4. Unique Observations
- Customer concentration risk is real but shifting. At 2024 S-1, G42 was 87% of revenue. For FY2025, MBZUAI + G42 together were ~86% of $510M revenue — still highly concentrated, but the OpenAI Master Relationship Agreement (750 MW expandable to 2 GW, $20B+ over term) reframes the story as "diversifying via a single mega-anchor."
- The AWS Bedrock binding term sheet is the more strategically interesting disclosure: it forces NVIDIA-native hyperscalers to integrate non-GPU silicon into managed inference, which is a precedent Groq/SambaNova have not matched.
- Inference-first pivot matches the broader industry shift — see ai-inference-engines. Cerebras was a training-chip story in 2022; in 2026 the IPO narrative is almost entirely about inference economics.
- Wafer-scale is fundamentally a gpu-kernel-optimization-orthogonal play: there is no kernel-fusion lever to pull because the whole model fits on-die.
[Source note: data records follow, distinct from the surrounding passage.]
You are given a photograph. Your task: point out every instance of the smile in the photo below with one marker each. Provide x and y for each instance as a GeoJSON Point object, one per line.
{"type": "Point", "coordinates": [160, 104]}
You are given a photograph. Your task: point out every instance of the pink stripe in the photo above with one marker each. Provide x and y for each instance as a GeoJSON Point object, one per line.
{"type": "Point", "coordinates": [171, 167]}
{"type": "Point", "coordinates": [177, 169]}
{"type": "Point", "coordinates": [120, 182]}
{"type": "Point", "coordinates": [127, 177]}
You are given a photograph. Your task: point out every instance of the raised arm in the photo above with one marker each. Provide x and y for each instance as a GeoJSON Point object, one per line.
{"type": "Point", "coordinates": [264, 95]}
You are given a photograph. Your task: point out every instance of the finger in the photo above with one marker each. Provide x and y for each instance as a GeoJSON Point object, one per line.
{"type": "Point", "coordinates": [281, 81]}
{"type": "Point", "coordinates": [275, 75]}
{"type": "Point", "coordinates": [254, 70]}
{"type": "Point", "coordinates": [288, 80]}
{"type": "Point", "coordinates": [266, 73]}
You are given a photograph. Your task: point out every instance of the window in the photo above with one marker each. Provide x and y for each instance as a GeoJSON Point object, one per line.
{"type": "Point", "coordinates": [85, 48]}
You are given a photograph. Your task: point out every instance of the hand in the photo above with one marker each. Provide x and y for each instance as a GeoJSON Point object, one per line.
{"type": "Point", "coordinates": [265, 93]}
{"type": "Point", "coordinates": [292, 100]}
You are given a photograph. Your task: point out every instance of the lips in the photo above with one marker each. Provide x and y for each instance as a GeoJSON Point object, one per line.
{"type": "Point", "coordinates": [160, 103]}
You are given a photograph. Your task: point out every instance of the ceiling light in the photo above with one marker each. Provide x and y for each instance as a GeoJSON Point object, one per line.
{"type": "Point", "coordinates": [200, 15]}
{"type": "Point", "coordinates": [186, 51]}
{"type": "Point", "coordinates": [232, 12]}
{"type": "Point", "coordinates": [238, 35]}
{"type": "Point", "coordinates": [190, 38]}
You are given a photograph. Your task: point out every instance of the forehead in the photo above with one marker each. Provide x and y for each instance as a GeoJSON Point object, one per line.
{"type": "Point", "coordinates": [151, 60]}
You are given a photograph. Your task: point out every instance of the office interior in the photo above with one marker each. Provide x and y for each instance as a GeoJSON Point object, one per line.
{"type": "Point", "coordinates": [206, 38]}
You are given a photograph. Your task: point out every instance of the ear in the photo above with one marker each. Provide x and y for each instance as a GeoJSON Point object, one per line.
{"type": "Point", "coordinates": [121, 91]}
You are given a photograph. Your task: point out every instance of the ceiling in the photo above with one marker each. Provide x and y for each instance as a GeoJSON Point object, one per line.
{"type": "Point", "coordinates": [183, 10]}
This is liberating and limiting.
5. Financials / Funding
- FY2025 revenue: $510M, +76% YoY; net income $87.9M (first profitable year per S-1).
- IPO: amended S-1 filed May 2026; targeting Nasdaq listing (ticker CBRS), 28M Class A shares at $115-$125 range, ~$3.5B raise at ~$26.6B valuation.
- Anchor contracts: $20B+ OpenAI Master Relationship Agreement (750 MW, expandable to 2 GW); binding term sheet with AWS for CS-3 in Bedrock.
- Earlier private rounds led by G42 / Foundation Capital / Benchmark / Eclipse / Altimeter; pre-IPO valuation marks were below the IPO range.
6. People & Relationships
- Founders: Andrew Feldman (CEO), Gary Lauterbach, Michael James, Sean Lie, Jean-Philippe Fricker — most of the founding team came from SeaMicro (sold to AMD 2012).
- Investors: G42, Foundation Capital, Benchmark, Eclipse Ventures, Altimeter, Coatue.
- Customers / Partners: OpenAI (anchor inference contract), G42 / Core42, MBZUAI, AWS (Bedrock integration), Meta, IBM, Hugging Face, Oracle, Cognition, Mayo Clinic, GlaxoSmithKline.
- Adjacent infra plays in this wiki: coreweave lambda-labs runpod nebius together-ai — all NVIDIA-fleet operators competing for the same inference dollars from a different architectural direction.